Début de soirée. Fin novembre. Dans la chambre 3… je n'entends pas la mer. Trouville est loin. Trouville est paisible. Depuis la fenêtre je vois la rue, les maisons avec leurs balcons; le sel, ce sel lointain qui vérole le bois et écaille la peinture. Les façades défigurées n'ont jamais été aussi belles, mélancoliques, gaies aussi quand un rayon de soleil échappé les frappe par surprise.
Il n'y a plus aucun nuage maintenant. Le vent les a chassés.
On voit passer quelques voitures, des gens aussi, vite disparus.
La nuit tombe et mon amour a sommeil. Elle s'endort doucement, allongée sur le couvre-lit à fleurs, un livre et une boîte de biscuits près d’elle.

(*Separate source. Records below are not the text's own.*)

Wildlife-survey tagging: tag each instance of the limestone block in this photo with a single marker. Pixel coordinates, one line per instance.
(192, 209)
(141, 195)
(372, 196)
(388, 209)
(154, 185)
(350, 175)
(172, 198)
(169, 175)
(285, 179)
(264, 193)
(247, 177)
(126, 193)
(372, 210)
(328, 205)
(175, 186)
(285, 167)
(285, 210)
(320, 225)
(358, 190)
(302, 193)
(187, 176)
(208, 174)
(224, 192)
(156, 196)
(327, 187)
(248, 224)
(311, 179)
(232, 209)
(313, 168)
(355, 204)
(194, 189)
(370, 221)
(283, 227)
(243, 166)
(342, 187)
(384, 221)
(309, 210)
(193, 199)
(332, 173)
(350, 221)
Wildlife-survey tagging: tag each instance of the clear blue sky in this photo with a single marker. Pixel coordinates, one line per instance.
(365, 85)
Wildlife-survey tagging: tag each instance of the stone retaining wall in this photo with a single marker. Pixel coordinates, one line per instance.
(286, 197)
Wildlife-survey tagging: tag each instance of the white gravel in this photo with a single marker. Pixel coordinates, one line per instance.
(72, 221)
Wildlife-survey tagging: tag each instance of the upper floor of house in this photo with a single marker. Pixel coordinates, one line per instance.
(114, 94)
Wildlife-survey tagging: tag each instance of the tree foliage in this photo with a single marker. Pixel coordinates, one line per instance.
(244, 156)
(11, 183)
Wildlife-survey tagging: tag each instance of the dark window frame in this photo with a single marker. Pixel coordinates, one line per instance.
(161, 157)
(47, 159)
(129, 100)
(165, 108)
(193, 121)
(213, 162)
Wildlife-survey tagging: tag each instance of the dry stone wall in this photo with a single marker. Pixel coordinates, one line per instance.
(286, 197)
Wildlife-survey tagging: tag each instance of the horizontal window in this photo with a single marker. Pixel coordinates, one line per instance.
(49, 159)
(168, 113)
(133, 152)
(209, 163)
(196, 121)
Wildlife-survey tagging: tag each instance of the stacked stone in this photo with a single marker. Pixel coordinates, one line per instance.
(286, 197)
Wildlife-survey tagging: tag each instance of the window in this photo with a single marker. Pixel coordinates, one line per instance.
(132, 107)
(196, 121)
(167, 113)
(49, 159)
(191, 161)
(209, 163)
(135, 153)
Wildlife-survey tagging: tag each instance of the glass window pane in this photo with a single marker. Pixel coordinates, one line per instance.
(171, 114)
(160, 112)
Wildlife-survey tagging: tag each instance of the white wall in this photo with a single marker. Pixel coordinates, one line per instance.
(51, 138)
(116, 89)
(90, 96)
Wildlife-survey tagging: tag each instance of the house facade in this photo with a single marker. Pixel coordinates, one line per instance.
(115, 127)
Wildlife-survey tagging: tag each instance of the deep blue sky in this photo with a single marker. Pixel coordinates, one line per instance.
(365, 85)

Dans les couloirs du troisième étage de l'hôtel, derrière la porte, c'est le murmure des conversations de la clientèle.
Chambre 3…, j'écris. Je regarde cette écriture s'étendre, et creuser, sombre, couleur de nuit, son territoire sur le papier vierge. C'est une colonisation.
J'écris pendant que mon amour fait la sieste. L’hiver, le ciel lourd, et l’ombre qui s’étale lentement sur les murs donnent à cette chambre un aspect funéraire. La journée s’achève. La mer ce matin était couleur de sable gris, une mer grelottante. La plage était presque vide. Nulle part l’ombre de Marguerite D.
A Trouville le passé et le présent se confondent. La mémoire nous frôle comme un fantôme.
Dans un bar nous buvons une vodka et un Bombay tonic. La musique passe. Des habitués montent et descendent un escalier qui mène on ne sait où précisément. Vodka et Bombay. Les mots frappent l’imagination. Les rues blanches de Moscou et la nuit indienne. Un train qui part, le sifflement du départ pareil à un cri de mouette, un rire puis un soupir quelque part dans un compartiment, et loin du regard déjà, des silhouettes confondues avec les ombres de la gare. Je suis ici et là à la fois, ce que permet le temps qui n’a pas la contrainte du temps. Je suis ici, mon corps posé inconfortablement sur un tabouret trop haut, et je suis aussi là, dans cette gare, à regarder encore ce train, longue ligne noire à l’horizon maintenant, filant vers sa destination.
Trouville s’éveille le lendemain aux sons des cloches d’une église qu’on ne voit pas. Mon rêve est dans mes oreilles. Mon amour garde les yeux fermés sur le sien.